Увидев за роялем Вареньку, он поклонился ей непринужденно и молодо, как это умел делать только один он.
— Слышишь, невестушка?
— Слышу, — ответила та скучающим голосом и медленно перевернула нотный лист.
— Чем ты объясняешь это? — спросил отца Глеб. Он стоял у стола и, погрузив руку в японскую коробочку с табаком, набивал трубку.
— Все тем же.
— Ну да, конечно. Я и забыл, что в твоем представлении все наши беды от лешего из тобольской чащобы. Или на этот раз тебе что-то сказал Питирим?
— Нет, Питирим ничего не скажет. Питирим друг Распутина. Видишь ли...

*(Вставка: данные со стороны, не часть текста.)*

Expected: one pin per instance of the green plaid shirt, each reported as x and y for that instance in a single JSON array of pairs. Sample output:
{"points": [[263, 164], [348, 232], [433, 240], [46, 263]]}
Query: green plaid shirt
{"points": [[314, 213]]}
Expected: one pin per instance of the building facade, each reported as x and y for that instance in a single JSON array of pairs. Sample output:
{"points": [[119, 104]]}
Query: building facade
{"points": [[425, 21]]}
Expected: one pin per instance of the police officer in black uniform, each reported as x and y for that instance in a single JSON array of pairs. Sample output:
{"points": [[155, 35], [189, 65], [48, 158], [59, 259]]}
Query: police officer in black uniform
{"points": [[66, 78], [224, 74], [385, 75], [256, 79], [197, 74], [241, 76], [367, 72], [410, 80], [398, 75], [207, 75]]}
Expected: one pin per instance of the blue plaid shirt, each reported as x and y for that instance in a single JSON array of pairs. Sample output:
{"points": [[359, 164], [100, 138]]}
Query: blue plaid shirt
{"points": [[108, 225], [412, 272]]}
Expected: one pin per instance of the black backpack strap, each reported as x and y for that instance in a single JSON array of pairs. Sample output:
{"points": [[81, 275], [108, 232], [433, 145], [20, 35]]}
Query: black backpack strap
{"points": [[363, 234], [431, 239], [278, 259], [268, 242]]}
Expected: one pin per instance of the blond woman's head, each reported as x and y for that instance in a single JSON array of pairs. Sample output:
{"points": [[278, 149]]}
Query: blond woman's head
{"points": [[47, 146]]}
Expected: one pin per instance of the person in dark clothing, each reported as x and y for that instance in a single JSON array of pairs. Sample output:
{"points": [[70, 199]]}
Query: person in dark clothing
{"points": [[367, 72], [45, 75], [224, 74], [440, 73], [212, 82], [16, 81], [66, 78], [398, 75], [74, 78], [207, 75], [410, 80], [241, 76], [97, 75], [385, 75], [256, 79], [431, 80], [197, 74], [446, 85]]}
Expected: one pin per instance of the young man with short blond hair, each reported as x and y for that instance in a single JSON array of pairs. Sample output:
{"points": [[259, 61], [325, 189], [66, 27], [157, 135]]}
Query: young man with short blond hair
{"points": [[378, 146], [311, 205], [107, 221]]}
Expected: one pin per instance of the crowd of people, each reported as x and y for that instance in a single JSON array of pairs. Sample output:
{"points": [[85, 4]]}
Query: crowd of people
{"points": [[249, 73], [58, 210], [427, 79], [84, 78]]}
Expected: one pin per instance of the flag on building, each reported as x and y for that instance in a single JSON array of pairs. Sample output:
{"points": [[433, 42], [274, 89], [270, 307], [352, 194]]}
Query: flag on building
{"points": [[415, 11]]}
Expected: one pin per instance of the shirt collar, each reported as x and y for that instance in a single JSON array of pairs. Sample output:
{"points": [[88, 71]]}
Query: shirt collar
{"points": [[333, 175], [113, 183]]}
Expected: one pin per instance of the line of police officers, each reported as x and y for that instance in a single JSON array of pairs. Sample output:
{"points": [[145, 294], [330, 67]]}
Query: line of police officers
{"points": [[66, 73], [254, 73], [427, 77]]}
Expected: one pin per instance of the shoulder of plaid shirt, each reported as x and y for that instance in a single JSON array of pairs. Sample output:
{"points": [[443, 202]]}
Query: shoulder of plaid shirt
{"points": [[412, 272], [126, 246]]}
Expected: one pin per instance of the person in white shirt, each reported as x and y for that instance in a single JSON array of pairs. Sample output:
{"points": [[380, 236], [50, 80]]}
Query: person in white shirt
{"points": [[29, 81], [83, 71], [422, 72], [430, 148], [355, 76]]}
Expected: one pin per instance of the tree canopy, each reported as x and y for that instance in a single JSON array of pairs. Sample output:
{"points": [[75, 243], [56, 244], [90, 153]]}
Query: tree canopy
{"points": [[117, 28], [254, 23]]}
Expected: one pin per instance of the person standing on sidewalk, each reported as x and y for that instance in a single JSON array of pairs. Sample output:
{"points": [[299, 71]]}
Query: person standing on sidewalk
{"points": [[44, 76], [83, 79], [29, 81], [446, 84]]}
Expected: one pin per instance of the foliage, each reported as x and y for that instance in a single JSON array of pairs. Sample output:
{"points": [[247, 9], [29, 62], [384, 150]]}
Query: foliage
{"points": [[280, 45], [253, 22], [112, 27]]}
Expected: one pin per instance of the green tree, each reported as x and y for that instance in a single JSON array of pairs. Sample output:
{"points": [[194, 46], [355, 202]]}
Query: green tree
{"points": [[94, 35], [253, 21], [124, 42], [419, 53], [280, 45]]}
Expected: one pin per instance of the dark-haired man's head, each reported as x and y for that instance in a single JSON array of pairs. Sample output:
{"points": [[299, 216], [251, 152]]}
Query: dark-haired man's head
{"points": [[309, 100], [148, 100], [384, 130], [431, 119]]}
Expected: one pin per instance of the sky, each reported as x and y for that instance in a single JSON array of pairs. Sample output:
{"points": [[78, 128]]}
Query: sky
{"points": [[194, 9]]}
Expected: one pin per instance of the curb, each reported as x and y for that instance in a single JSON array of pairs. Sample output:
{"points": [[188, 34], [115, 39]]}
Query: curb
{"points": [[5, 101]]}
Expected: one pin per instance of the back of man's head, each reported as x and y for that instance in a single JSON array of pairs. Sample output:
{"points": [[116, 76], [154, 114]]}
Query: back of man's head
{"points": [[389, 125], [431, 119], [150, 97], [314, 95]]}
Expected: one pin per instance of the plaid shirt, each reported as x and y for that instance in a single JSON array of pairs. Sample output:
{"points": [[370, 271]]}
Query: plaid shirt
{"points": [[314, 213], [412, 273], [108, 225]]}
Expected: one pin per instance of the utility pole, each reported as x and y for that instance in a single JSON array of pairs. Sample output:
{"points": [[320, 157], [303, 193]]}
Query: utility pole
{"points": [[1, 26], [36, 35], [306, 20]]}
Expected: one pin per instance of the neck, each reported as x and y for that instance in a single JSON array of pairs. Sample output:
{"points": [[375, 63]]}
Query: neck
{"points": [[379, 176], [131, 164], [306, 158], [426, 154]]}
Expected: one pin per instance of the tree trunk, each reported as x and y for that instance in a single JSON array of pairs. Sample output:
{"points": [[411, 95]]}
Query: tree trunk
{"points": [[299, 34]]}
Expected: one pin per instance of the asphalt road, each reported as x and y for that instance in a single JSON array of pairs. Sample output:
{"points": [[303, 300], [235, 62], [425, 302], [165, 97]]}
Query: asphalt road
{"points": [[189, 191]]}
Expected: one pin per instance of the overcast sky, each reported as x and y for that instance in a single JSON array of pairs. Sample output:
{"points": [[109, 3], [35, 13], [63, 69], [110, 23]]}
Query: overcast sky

Алексей Прохорович снял очки. Он делал это всякий раз, когда собирался изложить что-то важное и сложное. Теперь он напомнил Глебу покойную мать. Без очков он уже не впервые возвращал ему образ покойной матери, существа кроткого, милого и несчастного. Глеб опустил голову. Отец понял сына и тронул за локоть:
— Успокойся, малыш!
Потом они стояли спиной к Вареньке и молчали. Варенька перевернула еще один нотный лист и легонько коснулась клавишей. Глеб раскурил трубку, и мать вышла из комнаты так же бесшумно, как вошла.
13
Питирим — в то время экзарх Грузии, позже митрополит Петербургский и Ладожский. Митрополию получил по протекции Распутина.